Straight through the heart
This story was published in ZineWest 2007, and gained a Highly Recommended nomination in their annual competition. I also posted this on my Facebook profile a while back, but I think it will find a better home here. Enjoy.
One morning, Thomas prepared for work.
Mobile phone, jacket with big pockets, USB, matchbox, packet of cigarettes, balaclava.
He picked up his gun and caressed the length of the double barrel, the polished wooden handle. At a touch of his finger, the magazine opened. He slid open the matchbox and took out the bullets. Two of them, polished to perfection and gleaming in the morning light.
His phone beeped.
Holding the gun in one hand, he grabbed the phone and looked at the screen. SMS from the boss. Target moving towards the station.
OK, time to roll. He tucked the gun under his jacket, slipped the phone, USB and cigarettes in his pocket and left the house.
Rain-slicked roofs glistened under a dead grey sky.
The pedestrian crossing in front of the station was a churning sea of umbrellas. Thomas waited next to the newspaper stand, the gun heavy in his pocket.

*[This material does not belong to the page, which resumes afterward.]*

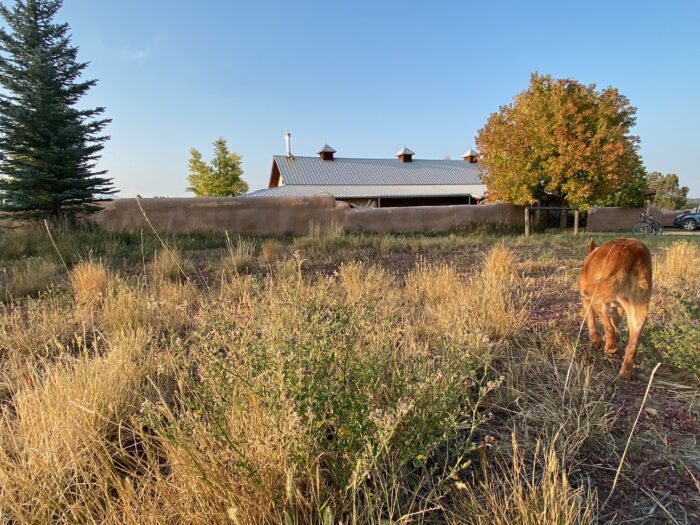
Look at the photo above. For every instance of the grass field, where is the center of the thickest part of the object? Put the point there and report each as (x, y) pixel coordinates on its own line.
(336, 378)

There he was – Andrew Macauley, the young accountant with the serious look permanently glued to his face. Clutching a black umbrella, he sprinted across the road as the light flashed red.
Thomas looked at his watch, sauntered to the traffic light and pressed the button. There was plenty of time. Andrew was always early; the train wouldn’t leave for another five minutes. Punctuality, grey suits, a copy of the Business Review under his arm. The man was such a bore. And such a delightful target.
Traffic roared across the intersection. A car honked and a bus splashed across a puddle. Splatters of water arced in a wide spray.
A high-pitched shriek and a female voice. ‘Oh – look at me!’ The woman had bright red hair tied in a ponytail. Spots of mud dotted her blue skirt and jacket.
Thomas grinned, stroking the barrel of the gun through his jacket. He inched through the waiting crowd, closer to the woman, who had opened her laptop bag and attempted to wipe herself with a tissue. Yes, she would do perfectly. How he loved his job.
The light turned and commuters spilled onto the road. Thomas followed. Into the station, through the turnstiles, onto the platform.
Andrew sat at a bench, his attention firmly on the magazine.
The young woman stumbled past, wiping her arm with ripped tissues.
Thomas inserted his hand under his jacket. Took out the gun. Aimed. Pulled the trigger. For a split second, the world went pink.
Andrew stretched out his legs. The red-haired woman tripped. Her bag went sailing, spilling newspapers, tissues, her phone and purse onto the concrete.
Red-faced, Andrew stumbled up. ‘Oh, I’m so sorry.’ He scrambled to pick up her belongings.
She thanked him, wide-eyed.
His face still red, Andrew stammered, ‘Look, can I buy you a coffee?’
Thomas turned; tears pricked in his eyes. Best not to watch too long – he would start feeling lonely. He took his phone from his pocket and sent his usual message, Straight through the heart – next please.